In der bayerischen Kabarettszene ist die Stimmung derzeit offenbar sehr gereizt. Grund dafür: die Frage, ob Deutschland "schwere" Waffen an die Ukraine liefern soll oder nicht. Christian Springer (57, "Die Komiker", "Schlachthof") wirft seinen Kollegen Gerhard Polt (79) und dessen langjährigen Partnern Christoph (62) und Michael Well (63) in einem Offenen Brief, der dem BR vorliegt, ziemlich deutlich Feigheit vor, weil die sich gegen die Lieferung von Panzern und ähnlichen Waffen ausgesprochen hatten.
Polt hatte einen entsprechenden Aufruf, der von der Zeitschrift "Emma" veröffentlicht wurde, unterzeichnet. Dort hieß es wörtlich: "Die Lieferung großer Mengen schwerer Waffen könnte Deutschland selbst zur Kriegspartei machen. Und ein russischer Gegenschlag könnte so dann den Beistandsfall nach dem NATO-Vertrag und damit die unmittelbare Gefahr eines Weltkriegs auslösen."
Warnung vor nuklearer Eskalation
Weiter wurde auf den "Beginn einer weltweiten Rüstungsspirale mit katastrophalen Konsequenzen" verweisen und behauptet, für die Gefahr einer Eskalation zum atomaren Krieg trage nicht nur der Aggressor die Verantwortung, sondern auch "diejenigen, die ihm sehenden Auges ein Motiv zu einem gegebenenfalls verbrecherischen Handeln" lieferten.
Christian Springer teilt diese Sichtweise ausdrücklich nicht: "Die Eskalation, die Ihr verhindern wollt, hat längst begonnen", urteilt er in seiner Stellungnahme: "Jetzt noch von einer zu vermeidenden Eskalationsstufe zu sprechen, ist ein tragischer Irrtum. Kann es sein, dass es in manchen Friedensappellen gar nicht mehr um die Ukraine geht? Sondern nur um uns? Um unsere eigene Angst, bombardiert zu werden? Das ist verständlich. Aber dann sollte man es auch so schreiben: 'Wir haben die Hosen voll, lieber Olaf Scholz. Ärgere den Putin nicht.'"
"Fehlen von Panzerbeschuss ist kein Frieden"

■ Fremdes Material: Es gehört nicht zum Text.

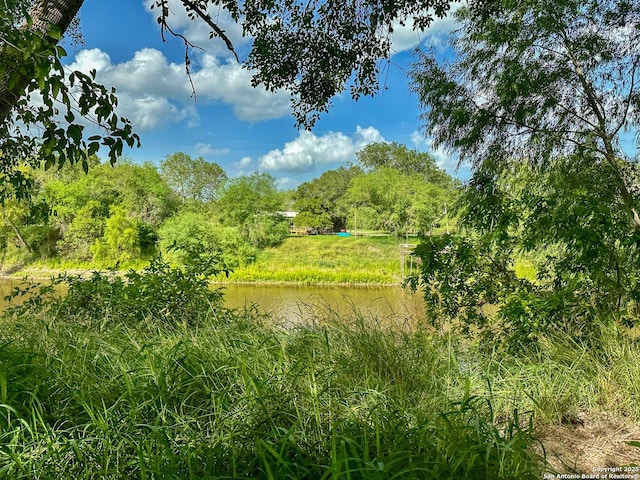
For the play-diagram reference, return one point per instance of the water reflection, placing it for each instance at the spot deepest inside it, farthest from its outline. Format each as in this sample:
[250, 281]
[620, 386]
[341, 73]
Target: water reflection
[302, 304]
[305, 304]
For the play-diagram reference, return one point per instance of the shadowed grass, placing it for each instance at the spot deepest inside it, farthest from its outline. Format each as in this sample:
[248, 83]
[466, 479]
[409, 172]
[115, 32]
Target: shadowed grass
[234, 398]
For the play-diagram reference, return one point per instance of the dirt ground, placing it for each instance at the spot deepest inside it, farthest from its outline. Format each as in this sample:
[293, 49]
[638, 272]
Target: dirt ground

Der russische Präsident habe den Atomwaffenverbotsvertrag erst unterzeichnet und dann gebrochen. Springer vermisst bei Polt und Kollegen einen Aufruf an die russischen Soldaten zur Deeskalation: "Niemand kann ernsthaft glauben, dass die Verweigerung von Waffenlieferungen eine Art Frieden bringt. Ich habe es in Syrien selbst erleben müssen. Die russische Armee hatte absichtlich unsere Hilfeleistungen bombardiert. Das sind Kriegsverbrechen." Wenn man Putin gewähren lassen, drohe "Terror": "Keine Justiz, keine freie Presse, keine freie Kunst, keine andere Meinung wird es dort geben, wenn sich die Ukraine Putin ausliefert. Das Fehlen von Panzerbeschuss ist KEIN Frieden!"
Mahatma Gandhi habe die Engländer einst gebeten, nicht gegen Hitler zu kämpfen. Das sei falsch gewesen, denn dem "Blutbad" des Zweiten Weltkriegs sei die Demokratie gefolgt. "Als Mensch und Künstler zu Waffenlieferungen Ja zu sagen, empfinde ich als große Last. Im Laufe des Lebens habe ich allerdings gelernt, dass der Verzicht auf Wehrhaftigkeit keine Friedensgarantie ist", so Springer.